I usually at least try to appear supportive of these recommendations, but goddamn, I hate Netflix’s reality programming. I hate how cheap and exploitative it is and how they shoehorn that fucking neon circle into each show. Every time I see it, it feels tackier.
I’ve seen the contracts for these shows, and I know they’re shot for next-to-nothing, and very rarely do contestants get nothing but grief, even if they win — come on, $200K? In this day and age? — but Netflix itself almost always turn a massive profit, which makes it even worse.
That said, I have been watching reality shows since the modern makeover in the early naughts — yes, I’m old enough to have live-watched the first season of SURVIVOR (which I’ll note had a $1M payout) — and watched more than my fair share of PROJECT RUNWAY seasons — most of them live — as well as wanna-bes like one-season weirdos like THE CUT.
NEXT IN FASHION is very clearly Netflix’s very cheap take on PROJECT RUNWAY.
I’ll note: I am married to a fashion historian. When she was in college I helped her with her collections, because she needed more hands and mine were the closest, and I take instructions well. I’ve worked on websites for a bunch of designers, attended a number of illustrious fashion events — I’m very familiar with this world in a way I never would have expected.
The thing about PROJECT RUNWAY is that: both of the leads were not just experts in their field, but proper and established mentors. That was the allure. You’d actually learn from them, as opposed to simply being judged.
So, NEXT IN FASHION is very lucky to have Gigi Hadid. Tan, while engaging, is clearly out of his element here. He has nothing to offer but mild quips and grey tips. Gigi, on the other hand, succinctly explains — and articulates — why certain looks do not work.
That said, reality shows are built on the backs of their contestants. And I’ll note that NEXT IN FASHION’s contestants have a better reputation than most. They’re not starving artists or fresh-out-of-school; most of them are far more established than those you’d see in early seasons of PROJECT RUNWAY.

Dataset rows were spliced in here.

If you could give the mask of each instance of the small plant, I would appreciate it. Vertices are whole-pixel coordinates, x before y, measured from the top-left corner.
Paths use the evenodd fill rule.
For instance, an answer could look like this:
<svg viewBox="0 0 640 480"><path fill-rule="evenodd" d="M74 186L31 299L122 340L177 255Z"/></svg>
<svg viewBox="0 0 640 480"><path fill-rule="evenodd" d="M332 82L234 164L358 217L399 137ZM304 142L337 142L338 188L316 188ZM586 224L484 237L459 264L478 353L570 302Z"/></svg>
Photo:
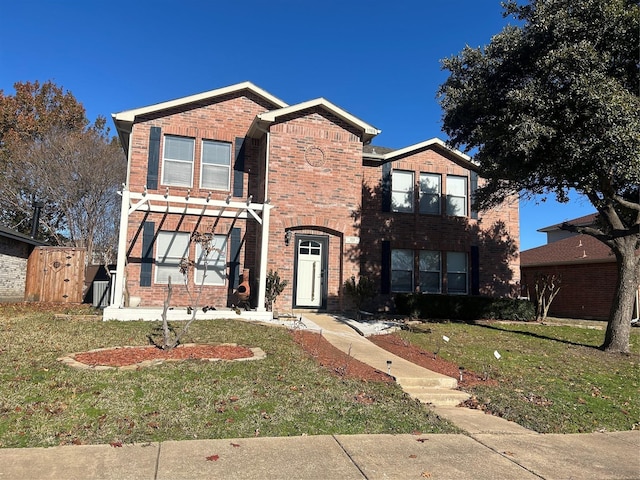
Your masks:
<svg viewBox="0 0 640 480"><path fill-rule="evenodd" d="M353 301L356 307L356 319L360 320L362 306L367 300L376 296L377 289L375 283L369 277L361 275L356 282L356 277L352 276L344 282L344 293Z"/></svg>
<svg viewBox="0 0 640 480"><path fill-rule="evenodd" d="M280 279L278 272L269 270L267 274L267 284L265 288L264 306L267 311L273 311L273 305L276 303L278 295L280 295L289 284L287 280Z"/></svg>

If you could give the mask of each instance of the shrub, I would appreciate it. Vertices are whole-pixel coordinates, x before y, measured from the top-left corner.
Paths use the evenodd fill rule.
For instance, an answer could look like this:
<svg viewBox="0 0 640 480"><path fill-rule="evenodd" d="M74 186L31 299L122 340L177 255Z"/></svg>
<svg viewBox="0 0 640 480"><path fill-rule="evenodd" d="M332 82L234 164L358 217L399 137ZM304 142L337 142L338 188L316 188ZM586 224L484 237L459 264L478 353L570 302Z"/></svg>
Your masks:
<svg viewBox="0 0 640 480"><path fill-rule="evenodd" d="M353 301L356 307L356 317L360 320L360 311L365 302L374 298L377 294L375 282L369 277L360 276L356 283L356 277L351 277L344 282L344 293Z"/></svg>
<svg viewBox="0 0 640 480"><path fill-rule="evenodd" d="M535 319L534 304L514 298L401 293L396 295L395 305L399 314L423 319Z"/></svg>

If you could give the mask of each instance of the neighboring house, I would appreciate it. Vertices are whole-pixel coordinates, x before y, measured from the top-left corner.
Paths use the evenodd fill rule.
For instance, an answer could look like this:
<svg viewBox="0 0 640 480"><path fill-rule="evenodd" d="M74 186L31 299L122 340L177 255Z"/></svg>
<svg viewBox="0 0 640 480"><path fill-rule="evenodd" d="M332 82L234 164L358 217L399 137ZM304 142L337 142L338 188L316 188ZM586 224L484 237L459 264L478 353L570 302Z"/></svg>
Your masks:
<svg viewBox="0 0 640 480"><path fill-rule="evenodd" d="M400 150L328 100L287 105L245 82L113 115L128 155L114 305L189 303L178 272L204 262L192 232L215 235L201 305L226 308L249 271L264 311L269 270L280 310L348 307L342 285L369 275L396 292L509 295L519 281L517 199L478 215L471 159L438 139ZM197 290L197 289L196 289Z"/></svg>
<svg viewBox="0 0 640 480"><path fill-rule="evenodd" d="M570 220L577 226L592 225L595 213ZM561 224L541 228L547 244L520 253L524 295L535 297L540 275L560 278L560 291L549 307L553 317L606 320L615 296L618 270L611 249L590 235L560 229ZM638 317L638 299L634 317Z"/></svg>
<svg viewBox="0 0 640 480"><path fill-rule="evenodd" d="M0 226L0 302L25 299L29 255L43 242Z"/></svg>

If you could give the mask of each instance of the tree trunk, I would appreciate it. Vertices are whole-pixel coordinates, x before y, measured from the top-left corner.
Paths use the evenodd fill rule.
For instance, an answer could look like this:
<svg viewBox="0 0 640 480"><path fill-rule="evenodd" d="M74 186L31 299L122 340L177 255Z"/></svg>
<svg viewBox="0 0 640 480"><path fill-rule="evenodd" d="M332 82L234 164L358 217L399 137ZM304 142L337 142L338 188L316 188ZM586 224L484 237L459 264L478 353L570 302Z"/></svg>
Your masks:
<svg viewBox="0 0 640 480"><path fill-rule="evenodd" d="M640 283L640 258L635 254L635 236L618 238L614 242L613 251L618 264L618 283L602 349L607 352L629 353L631 316Z"/></svg>

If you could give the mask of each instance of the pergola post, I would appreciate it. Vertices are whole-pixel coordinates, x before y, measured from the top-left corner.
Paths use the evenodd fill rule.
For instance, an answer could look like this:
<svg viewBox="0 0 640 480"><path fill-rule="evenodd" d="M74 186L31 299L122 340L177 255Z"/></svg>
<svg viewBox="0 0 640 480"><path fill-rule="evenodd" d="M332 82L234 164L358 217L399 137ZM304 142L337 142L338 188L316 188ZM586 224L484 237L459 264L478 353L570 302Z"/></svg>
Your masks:
<svg viewBox="0 0 640 480"><path fill-rule="evenodd" d="M120 207L120 232L118 234L118 259L116 261L116 282L113 287L113 305L124 307L124 269L127 261L127 230L129 227L130 192L126 185L122 186L122 206Z"/></svg>
<svg viewBox="0 0 640 480"><path fill-rule="evenodd" d="M257 312L264 312L266 292L267 292L267 263L269 259L269 213L273 207L265 203L262 209L262 235L260 242L260 281L258 283L258 305Z"/></svg>

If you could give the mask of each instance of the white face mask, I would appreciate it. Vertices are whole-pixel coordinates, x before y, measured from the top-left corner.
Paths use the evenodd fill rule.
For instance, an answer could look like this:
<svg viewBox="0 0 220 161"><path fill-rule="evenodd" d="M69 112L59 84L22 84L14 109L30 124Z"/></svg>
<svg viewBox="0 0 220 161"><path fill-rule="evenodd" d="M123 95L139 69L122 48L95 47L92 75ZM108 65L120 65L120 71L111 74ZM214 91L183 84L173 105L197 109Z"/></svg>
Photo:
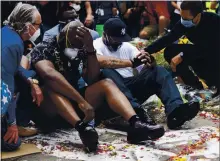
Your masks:
<svg viewBox="0 0 220 161"><path fill-rule="evenodd" d="M30 37L30 41L34 42L40 36L40 28Z"/></svg>
<svg viewBox="0 0 220 161"><path fill-rule="evenodd" d="M76 48L65 48L64 55L70 60L74 60L78 56L79 49Z"/></svg>
<svg viewBox="0 0 220 161"><path fill-rule="evenodd" d="M81 9L81 6L79 4L72 3L70 6L73 7L73 9L76 12L78 12Z"/></svg>

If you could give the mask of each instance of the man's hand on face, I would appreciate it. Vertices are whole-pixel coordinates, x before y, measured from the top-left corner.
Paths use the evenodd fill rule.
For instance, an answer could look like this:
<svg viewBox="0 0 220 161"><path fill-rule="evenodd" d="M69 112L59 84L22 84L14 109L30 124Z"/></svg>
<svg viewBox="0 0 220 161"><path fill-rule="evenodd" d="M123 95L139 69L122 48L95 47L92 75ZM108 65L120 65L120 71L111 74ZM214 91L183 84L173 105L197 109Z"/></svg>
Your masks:
<svg viewBox="0 0 220 161"><path fill-rule="evenodd" d="M180 54L176 55L175 57L173 57L173 59L171 60L170 66L173 72L176 72L176 66L178 64L180 64L183 61L182 57L180 56Z"/></svg>
<svg viewBox="0 0 220 161"><path fill-rule="evenodd" d="M86 27L78 27L76 38L81 41L84 45L84 48L87 52L93 52L95 49L93 47L93 39L89 32L89 30Z"/></svg>
<svg viewBox="0 0 220 161"><path fill-rule="evenodd" d="M4 136L4 141L11 144L16 144L18 142L18 128L17 125L11 125L8 127L7 132Z"/></svg>

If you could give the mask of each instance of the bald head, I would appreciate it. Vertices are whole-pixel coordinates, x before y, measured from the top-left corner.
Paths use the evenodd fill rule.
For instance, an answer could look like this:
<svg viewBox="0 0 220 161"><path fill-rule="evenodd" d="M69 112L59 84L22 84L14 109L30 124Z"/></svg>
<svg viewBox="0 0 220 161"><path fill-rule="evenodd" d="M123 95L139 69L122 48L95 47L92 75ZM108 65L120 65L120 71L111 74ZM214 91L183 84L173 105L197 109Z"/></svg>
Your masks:
<svg viewBox="0 0 220 161"><path fill-rule="evenodd" d="M77 27L84 26L80 21L69 22L60 32L59 39L65 40L65 47L82 48L83 43L76 38Z"/></svg>

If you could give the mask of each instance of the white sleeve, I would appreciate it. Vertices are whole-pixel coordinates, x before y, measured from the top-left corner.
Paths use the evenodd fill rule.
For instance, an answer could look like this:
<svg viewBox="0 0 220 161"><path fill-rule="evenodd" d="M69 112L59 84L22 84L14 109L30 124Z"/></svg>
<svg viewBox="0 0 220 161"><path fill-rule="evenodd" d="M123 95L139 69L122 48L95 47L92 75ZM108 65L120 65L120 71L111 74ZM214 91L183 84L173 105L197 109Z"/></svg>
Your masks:
<svg viewBox="0 0 220 161"><path fill-rule="evenodd" d="M100 42L98 40L99 39L96 39L93 41L93 46L96 49L96 54L103 55L102 50L101 50L101 46L100 46Z"/></svg>
<svg viewBox="0 0 220 161"><path fill-rule="evenodd" d="M128 49L130 53L130 60L133 60L140 53L140 51L130 43L128 43Z"/></svg>

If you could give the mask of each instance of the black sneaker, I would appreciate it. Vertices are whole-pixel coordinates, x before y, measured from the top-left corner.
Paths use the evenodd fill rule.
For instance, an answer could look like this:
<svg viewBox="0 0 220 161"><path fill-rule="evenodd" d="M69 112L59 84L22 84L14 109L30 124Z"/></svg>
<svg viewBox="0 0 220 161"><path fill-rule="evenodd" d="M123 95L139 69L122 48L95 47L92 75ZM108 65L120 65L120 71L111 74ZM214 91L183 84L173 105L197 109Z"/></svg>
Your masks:
<svg viewBox="0 0 220 161"><path fill-rule="evenodd" d="M142 122L145 122L150 125L157 125L156 122L153 120L153 118L148 115L145 109L140 107L140 108L134 108L134 110Z"/></svg>
<svg viewBox="0 0 220 161"><path fill-rule="evenodd" d="M98 145L98 133L95 128L85 125L85 127L81 127L78 132L85 149L88 152L95 152Z"/></svg>
<svg viewBox="0 0 220 161"><path fill-rule="evenodd" d="M149 125L142 121L136 121L133 127L128 131L127 141L131 144L137 144L145 140L155 140L162 137L165 133L162 125Z"/></svg>
<svg viewBox="0 0 220 161"><path fill-rule="evenodd" d="M199 112L199 102L191 101L177 107L167 118L169 129L180 128L186 121L192 120Z"/></svg>

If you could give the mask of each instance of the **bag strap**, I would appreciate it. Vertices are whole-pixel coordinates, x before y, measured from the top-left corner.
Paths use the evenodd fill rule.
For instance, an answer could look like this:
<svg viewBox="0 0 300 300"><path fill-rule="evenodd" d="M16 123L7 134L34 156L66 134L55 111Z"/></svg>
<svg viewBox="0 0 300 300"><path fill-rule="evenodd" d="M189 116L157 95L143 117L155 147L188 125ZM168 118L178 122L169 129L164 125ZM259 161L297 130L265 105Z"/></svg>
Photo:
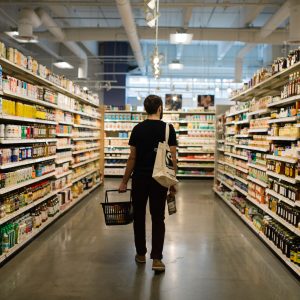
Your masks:
<svg viewBox="0 0 300 300"><path fill-rule="evenodd" d="M170 126L168 123L166 123L166 133L165 133L165 142L168 143L169 141L169 132L170 132Z"/></svg>

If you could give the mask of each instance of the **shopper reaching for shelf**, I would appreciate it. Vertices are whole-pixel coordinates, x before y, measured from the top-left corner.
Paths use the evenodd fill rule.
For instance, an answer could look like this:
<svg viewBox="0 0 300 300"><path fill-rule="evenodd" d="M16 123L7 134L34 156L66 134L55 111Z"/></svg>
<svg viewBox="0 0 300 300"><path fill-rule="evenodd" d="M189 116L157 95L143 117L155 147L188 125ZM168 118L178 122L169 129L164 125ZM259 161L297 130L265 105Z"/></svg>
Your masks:
<svg viewBox="0 0 300 300"><path fill-rule="evenodd" d="M135 260L138 263L146 262L146 206L149 198L150 214L152 218L152 269L164 271L165 265L161 261L165 238L165 205L168 189L161 186L152 178L156 150L159 142L165 140L166 123L163 117L163 102L159 96L149 95L144 101L147 120L137 124L129 140L130 155L127 161L125 174L119 186L119 191L127 189L127 183L132 174L132 204L133 228L136 246ZM167 141L170 146L173 167L177 171L176 162L176 133L169 125L170 134ZM170 193L176 193L176 187L170 187Z"/></svg>

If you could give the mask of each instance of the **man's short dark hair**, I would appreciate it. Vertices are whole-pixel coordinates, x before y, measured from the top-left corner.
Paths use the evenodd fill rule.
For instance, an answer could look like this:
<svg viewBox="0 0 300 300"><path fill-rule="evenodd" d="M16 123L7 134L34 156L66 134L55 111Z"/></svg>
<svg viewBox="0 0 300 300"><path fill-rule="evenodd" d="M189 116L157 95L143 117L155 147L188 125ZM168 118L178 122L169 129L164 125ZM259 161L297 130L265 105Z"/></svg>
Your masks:
<svg viewBox="0 0 300 300"><path fill-rule="evenodd" d="M162 105L163 102L157 95L149 95L144 101L144 107L148 115L156 114L158 108Z"/></svg>

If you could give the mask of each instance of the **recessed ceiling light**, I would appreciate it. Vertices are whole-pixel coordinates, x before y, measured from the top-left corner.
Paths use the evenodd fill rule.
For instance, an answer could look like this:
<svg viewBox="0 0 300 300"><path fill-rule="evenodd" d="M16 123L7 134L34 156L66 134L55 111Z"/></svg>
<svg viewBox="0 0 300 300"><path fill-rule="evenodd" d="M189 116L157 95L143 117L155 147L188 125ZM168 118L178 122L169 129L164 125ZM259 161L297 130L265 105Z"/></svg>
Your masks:
<svg viewBox="0 0 300 300"><path fill-rule="evenodd" d="M170 43L171 44L181 44L188 45L192 42L193 34L192 33L171 33L170 34Z"/></svg>
<svg viewBox="0 0 300 300"><path fill-rule="evenodd" d="M38 43L37 36L20 36L18 31L6 31L6 35L16 40L19 43Z"/></svg>
<svg viewBox="0 0 300 300"><path fill-rule="evenodd" d="M179 60L173 60L172 63L169 64L170 70L182 70L183 64L179 62Z"/></svg>
<svg viewBox="0 0 300 300"><path fill-rule="evenodd" d="M66 61L57 61L53 63L53 65L59 69L74 69L74 67Z"/></svg>
<svg viewBox="0 0 300 300"><path fill-rule="evenodd" d="M82 89L83 89L85 92L88 91L88 87L86 87L86 86L84 86Z"/></svg>

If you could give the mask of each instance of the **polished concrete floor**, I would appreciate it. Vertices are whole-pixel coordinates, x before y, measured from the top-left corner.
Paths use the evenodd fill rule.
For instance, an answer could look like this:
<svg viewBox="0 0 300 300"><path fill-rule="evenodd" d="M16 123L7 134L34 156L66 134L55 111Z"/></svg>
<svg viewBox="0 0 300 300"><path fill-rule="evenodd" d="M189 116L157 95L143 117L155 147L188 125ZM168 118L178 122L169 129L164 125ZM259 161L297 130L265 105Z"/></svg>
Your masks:
<svg viewBox="0 0 300 300"><path fill-rule="evenodd" d="M178 213L166 218L165 274L150 260L136 265L131 225L104 225L100 189L0 269L0 299L299 300L299 281L211 186L181 182Z"/></svg>

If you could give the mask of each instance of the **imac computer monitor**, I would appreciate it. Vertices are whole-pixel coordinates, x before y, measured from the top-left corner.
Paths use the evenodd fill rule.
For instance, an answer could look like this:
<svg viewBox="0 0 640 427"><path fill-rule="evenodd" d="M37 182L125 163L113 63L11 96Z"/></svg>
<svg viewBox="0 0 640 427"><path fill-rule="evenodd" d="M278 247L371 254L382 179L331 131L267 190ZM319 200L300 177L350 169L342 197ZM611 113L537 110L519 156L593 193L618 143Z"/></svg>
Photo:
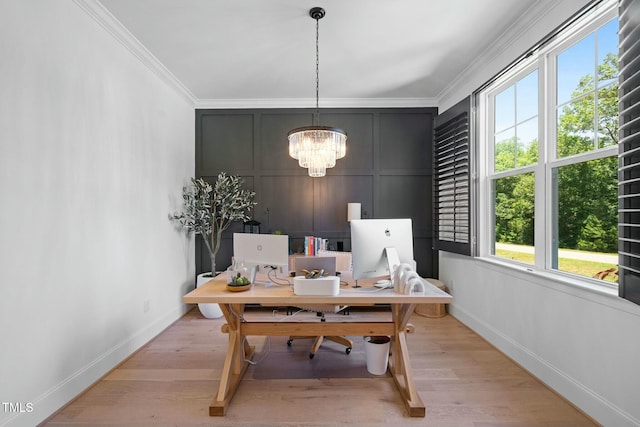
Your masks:
<svg viewBox="0 0 640 427"><path fill-rule="evenodd" d="M258 267L289 271L289 236L286 234L233 233L233 257Z"/></svg>
<svg viewBox="0 0 640 427"><path fill-rule="evenodd" d="M413 264L411 219L351 220L351 255L356 280L390 276L390 266Z"/></svg>

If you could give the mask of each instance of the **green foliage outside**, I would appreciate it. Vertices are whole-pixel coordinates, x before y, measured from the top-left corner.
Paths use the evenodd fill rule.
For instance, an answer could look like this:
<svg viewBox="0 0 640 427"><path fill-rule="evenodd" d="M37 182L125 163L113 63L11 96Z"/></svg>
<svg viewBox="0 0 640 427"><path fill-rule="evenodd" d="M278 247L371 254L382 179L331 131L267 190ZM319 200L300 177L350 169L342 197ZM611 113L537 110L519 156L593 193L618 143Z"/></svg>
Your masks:
<svg viewBox="0 0 640 427"><path fill-rule="evenodd" d="M509 251L504 249L497 249L496 255L501 258L512 259L514 261L520 261L527 264L534 263L534 255L532 253ZM593 277L595 273L599 271L605 271L609 268L617 268L615 264L608 264L606 262L585 261L573 258L559 258L558 270L566 271L568 273L578 274L580 276ZM615 282L616 276L608 275L605 279L607 282Z"/></svg>
<svg viewBox="0 0 640 427"><path fill-rule="evenodd" d="M617 62L616 55L608 54L599 65L600 89L595 96L594 76L584 76L572 93L574 101L561 108L557 128L558 158L617 144ZM612 83L603 88L602 82ZM505 171L535 164L537 157L537 141L528 145L515 138L498 141L495 146L495 170ZM616 157L571 164L554 170L559 248L603 253L617 251L617 172ZM496 242L533 246L534 174L523 173L498 179L494 182L494 194ZM560 262L558 267L563 271L578 270L578 274L585 276L592 276L593 269L598 271L600 268L594 265L589 267L589 272L585 272L575 264ZM604 264L603 267L606 269L611 266Z"/></svg>

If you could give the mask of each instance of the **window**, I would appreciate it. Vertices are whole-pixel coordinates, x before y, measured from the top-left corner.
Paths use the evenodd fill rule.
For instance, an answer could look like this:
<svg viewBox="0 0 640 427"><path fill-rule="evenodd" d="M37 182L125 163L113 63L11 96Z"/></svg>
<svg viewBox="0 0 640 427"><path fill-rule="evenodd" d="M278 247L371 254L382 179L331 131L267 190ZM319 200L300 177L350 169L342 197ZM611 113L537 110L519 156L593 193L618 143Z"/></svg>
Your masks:
<svg viewBox="0 0 640 427"><path fill-rule="evenodd" d="M477 94L480 255L616 285L615 6L598 5Z"/></svg>
<svg viewBox="0 0 640 427"><path fill-rule="evenodd" d="M492 253L533 264L535 260L534 187L538 164L538 70L521 71L495 95L489 126L492 161Z"/></svg>

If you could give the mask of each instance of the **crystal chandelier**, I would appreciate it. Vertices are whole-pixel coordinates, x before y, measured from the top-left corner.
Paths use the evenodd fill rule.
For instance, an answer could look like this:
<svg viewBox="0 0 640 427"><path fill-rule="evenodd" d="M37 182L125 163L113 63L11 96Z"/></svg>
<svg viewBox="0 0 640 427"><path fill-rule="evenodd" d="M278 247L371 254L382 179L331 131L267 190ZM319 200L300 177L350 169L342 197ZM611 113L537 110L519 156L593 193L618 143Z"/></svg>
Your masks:
<svg viewBox="0 0 640 427"><path fill-rule="evenodd" d="M336 165L347 152L347 134L342 129L320 126L320 49L319 21L325 15L321 7L314 7L309 16L316 20L316 125L293 129L289 132L289 155L298 160L300 167L309 169L309 176L325 176L327 168Z"/></svg>

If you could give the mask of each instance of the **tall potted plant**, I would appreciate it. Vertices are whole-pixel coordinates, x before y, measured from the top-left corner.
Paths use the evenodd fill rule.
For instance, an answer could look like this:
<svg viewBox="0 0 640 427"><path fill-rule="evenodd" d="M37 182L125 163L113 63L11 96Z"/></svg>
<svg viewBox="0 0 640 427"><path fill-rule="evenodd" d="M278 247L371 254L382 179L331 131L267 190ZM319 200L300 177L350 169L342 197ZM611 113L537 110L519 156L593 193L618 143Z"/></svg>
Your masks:
<svg viewBox="0 0 640 427"><path fill-rule="evenodd" d="M191 185L182 189L184 209L169 214L169 219L177 221L188 233L202 236L211 258L210 276L216 272L216 254L223 231L234 221L251 219L249 212L256 205L256 193L243 186L242 178L225 172L218 174L213 186L202 178L191 178Z"/></svg>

That’s what makes the show far more interesting to watch, because you know you’re watching seasoned workers just here for promotion instead of thirsty amateurs that barely know what they’re doing. I’m so used to the latter regarding reality TV shows that I was absolutely surprised to realized — halfway through the season — that no, that’s not the tact they took.
I love watching skilled people do what they love, but that’s a rarity with reality TV! I realize most just want to see people fuck-up via terrible shit, but I don’t! I want to see people revel in doing what they thrive for; I want to learn from them, even from their mistakes! I’m a stupid nerd, but I endlessly want to be taught, and this show helps with a bit of that, despite Netflix’s shenanigans.